Los Angeles Convention Center,
Los Angeles, California, USA

Short Courses

SC208 - Optical Fiber Design for Telecommunications and Specialty Applications

Monday, 20 March
09:00 - 12:00

Short Course Level: Advanced Beginner


David J. DiGiovanni; OFS Labs, USA

Short Course Description:

Optical fiber development remains a robust field for innovation in both telecom and nontelecom applications.  As worldwide bandwidth demand continues to grow, new fiber types and fiber-based components can increase speed, reduce cost and improve the bandwidth of communications networks.  In addition, application-specific fiber can enable or benefit a wide array of functions such as simply transporting light between two points, amplifying light, processing signals, sensing environmental characteristics and even transporting particles.  The tools available in adapting fiber to particular uses, whether for high speed communications or other applications, include a range of materials and dopants (glasses, polymers), the mechanics of the fiber (size, coatings, microstructure), waveguiding properties (index profile), and creation of various fiber-based devices such as gratings and amplifiers.  These tools have been used to establish an industry that continues to expand as photonics penetrates more and more applications.
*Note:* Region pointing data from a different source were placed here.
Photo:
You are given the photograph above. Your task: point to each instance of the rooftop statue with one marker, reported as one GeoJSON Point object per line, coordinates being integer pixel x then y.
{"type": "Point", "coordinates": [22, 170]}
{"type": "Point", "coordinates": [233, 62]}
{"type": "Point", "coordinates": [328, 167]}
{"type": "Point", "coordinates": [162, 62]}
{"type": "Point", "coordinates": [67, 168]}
This short course will discuss the basics of optical propagation and fiber design, as well as the many ways in which optical fibers can be adapted for a wide range of applications.  We will review an array of current fiber technologies and consider the role and capabilities of materials, structures and waveguide design for both fiber and fiber-based photonic components.   The focus will be two-fold:  coverage of commercial fiber technology, and demonstration of the many opportunities available with novel, specialty optical fibers.   In the former, we will touch on the manufacture, design and properties of optical fiber and utilization issues such as fusion splicing and cabling for conventional, commercial fiber.  Discussion of novel and specialty fiber will include trends for next-generation, high bandwidth communications (designs for advanced modulation formats, space division multiplexing, advanced amplification) as well as the rapidly growing field of non-communications applications in high power fiber lasers, point and distributed optical sensing, and hollow-core optical fiber.


Short Course Benefits:

This course should enable you to:

  • Understand how certain fiber attributes, like attenuation, modal area and dispersion can impact current and next-generation high speed communications technologies.

  • Describe the wide array of optical fibers available and discuss how their designs have been engineered for particular applications.

  • Compare the benefits of different materials in fiber design, including different glass dopants.

  • Understand the difference between fibers used for different applications, such as transmission fiber, amplifiers, and sensors.

  • Determine whether particular applications can benefit from modified or novel optical fiber.

  • Understand the potential offered by fiber engineering which may be exploited to improve existing applications or create new functions.

  • Understand how fiber is used in a wide range of applications, including fusion splicing, fiber management and cabling.


Short Course Audience:

This course is intended for the technical community seeking to understand the basics of optical fiber and waveguide design and the opportunities to adapt fiber for specific applications.  Basic understanding of optical fiber properties is desirable though not required.  The course will provide an understanding of the operating principles of fiber while also exploring the limits of waveguide and materials engineering.  Specific designs for high speed transmission, optical amplification and fiber lasers will be studied, among others.

Instructor Biography:

D.J. DiGiovanni received several engineering and mathematics degrees from Brown University, including a PhD in 1987.  He joined Bell Laboratories in 1990 and has worked on various phenomena related to design and manufacture of optical fibers for erbium-doped amplifiers, high power amplifiers and lasers and Raman amplification. He is CTO of OFS Fitel and president of OFS Laboratories and continues to explore designs, fabrication and applications of specialty and transmission optical fibers and devices.